One of the guards in the tower had actually let loose after Drake had gotten over the wall, spraying the blind night with automatic fire. A few of the shots had smashed into the ground around Drake’s feet, worrying him for a moment. But he’d seen the shape of the SUV, silhouetted against the dim horizon, and had hightailed it until he’d slammed against the side and dived inside.
It took off at a slow, measured pace, not screeching away in a way that would attract attention.
From the passenger seat, Skeet Hoxton craned round, his yellow eyes glinting in the gloom.
“Fuck, man. You did it,” was all he said at first. His tone was awed.
The driver was Walusz, the silent Pole. Drake had glimpsed his eyes in the rearview mirror.
Ten minutes later, when the SUV joined a highway and merged with the evening flow, Skeet let out a long whoop.
“You did it, man,” he yelled again. “You’re out.”
He reached back and raised his hand for a high-five.

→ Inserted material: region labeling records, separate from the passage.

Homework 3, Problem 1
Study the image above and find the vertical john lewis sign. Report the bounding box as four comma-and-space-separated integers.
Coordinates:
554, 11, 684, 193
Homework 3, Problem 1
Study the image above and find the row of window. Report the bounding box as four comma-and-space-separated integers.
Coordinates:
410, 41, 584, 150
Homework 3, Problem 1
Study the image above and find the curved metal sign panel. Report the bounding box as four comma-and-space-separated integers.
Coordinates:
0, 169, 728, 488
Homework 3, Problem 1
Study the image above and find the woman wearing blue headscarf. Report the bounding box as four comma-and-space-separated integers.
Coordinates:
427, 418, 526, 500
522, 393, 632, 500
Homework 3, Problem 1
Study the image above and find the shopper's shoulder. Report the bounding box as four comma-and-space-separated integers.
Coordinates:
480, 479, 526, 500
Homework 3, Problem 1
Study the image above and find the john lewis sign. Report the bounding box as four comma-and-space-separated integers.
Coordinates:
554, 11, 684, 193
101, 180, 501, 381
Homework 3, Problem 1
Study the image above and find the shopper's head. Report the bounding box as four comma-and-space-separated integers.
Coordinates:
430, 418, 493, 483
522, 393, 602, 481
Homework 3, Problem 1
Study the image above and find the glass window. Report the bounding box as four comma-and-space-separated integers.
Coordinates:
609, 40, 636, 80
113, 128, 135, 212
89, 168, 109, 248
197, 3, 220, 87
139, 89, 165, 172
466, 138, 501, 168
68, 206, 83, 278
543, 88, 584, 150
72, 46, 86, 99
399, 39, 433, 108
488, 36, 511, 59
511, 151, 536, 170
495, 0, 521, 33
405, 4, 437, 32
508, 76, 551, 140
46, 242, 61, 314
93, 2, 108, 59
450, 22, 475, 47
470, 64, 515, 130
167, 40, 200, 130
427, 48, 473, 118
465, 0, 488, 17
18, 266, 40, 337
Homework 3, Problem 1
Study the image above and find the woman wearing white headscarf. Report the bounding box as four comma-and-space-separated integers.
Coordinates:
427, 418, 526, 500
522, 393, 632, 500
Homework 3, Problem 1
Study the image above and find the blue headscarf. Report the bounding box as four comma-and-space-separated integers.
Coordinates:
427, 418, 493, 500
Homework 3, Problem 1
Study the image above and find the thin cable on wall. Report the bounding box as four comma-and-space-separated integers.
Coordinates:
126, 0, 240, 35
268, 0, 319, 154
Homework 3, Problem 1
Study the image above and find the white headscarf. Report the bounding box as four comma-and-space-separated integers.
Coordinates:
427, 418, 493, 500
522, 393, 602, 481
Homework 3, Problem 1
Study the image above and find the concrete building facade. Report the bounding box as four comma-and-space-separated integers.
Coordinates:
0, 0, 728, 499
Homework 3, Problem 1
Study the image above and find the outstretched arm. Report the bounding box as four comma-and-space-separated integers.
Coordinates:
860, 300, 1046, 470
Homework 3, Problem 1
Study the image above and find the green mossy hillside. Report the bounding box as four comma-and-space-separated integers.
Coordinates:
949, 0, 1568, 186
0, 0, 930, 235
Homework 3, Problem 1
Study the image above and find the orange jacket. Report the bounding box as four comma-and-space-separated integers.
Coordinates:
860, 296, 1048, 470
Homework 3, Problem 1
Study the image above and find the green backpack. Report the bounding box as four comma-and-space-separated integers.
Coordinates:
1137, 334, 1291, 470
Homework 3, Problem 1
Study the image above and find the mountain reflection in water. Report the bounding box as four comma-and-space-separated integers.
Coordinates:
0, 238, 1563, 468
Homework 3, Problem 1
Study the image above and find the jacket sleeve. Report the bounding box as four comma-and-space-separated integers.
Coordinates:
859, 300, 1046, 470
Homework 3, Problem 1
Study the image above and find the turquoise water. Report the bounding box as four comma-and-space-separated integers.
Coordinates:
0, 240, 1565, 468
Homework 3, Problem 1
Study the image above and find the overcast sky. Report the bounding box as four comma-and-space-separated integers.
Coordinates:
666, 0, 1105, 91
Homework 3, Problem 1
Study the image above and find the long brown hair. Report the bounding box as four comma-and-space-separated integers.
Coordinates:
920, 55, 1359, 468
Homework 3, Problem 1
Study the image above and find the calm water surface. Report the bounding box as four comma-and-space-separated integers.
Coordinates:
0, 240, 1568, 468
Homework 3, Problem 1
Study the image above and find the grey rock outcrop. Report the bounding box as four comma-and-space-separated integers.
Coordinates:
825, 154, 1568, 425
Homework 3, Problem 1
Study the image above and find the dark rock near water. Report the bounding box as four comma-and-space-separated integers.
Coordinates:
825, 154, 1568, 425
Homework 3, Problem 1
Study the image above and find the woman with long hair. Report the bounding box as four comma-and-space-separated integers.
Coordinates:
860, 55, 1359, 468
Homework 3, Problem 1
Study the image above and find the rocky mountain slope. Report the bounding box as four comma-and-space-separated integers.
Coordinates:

Drake returned it.
Skeet said, “Clothes are in the suitcase.”
Drake looked at the case on the seat beside him.
He said, “Blood on me. I’ll need to take a shower first.”
He saw Skeet’s sharp profile against the windshield. “Where we’re going,” said Skeet, “you’ll be gettin’ laid before you get anywhere near the showers. Blood and all. Sex first. Maybe a bottle of Cristal too. Then a shower.”
“No,” said Drake.
Skeet twisted round again to stare at him. “What?”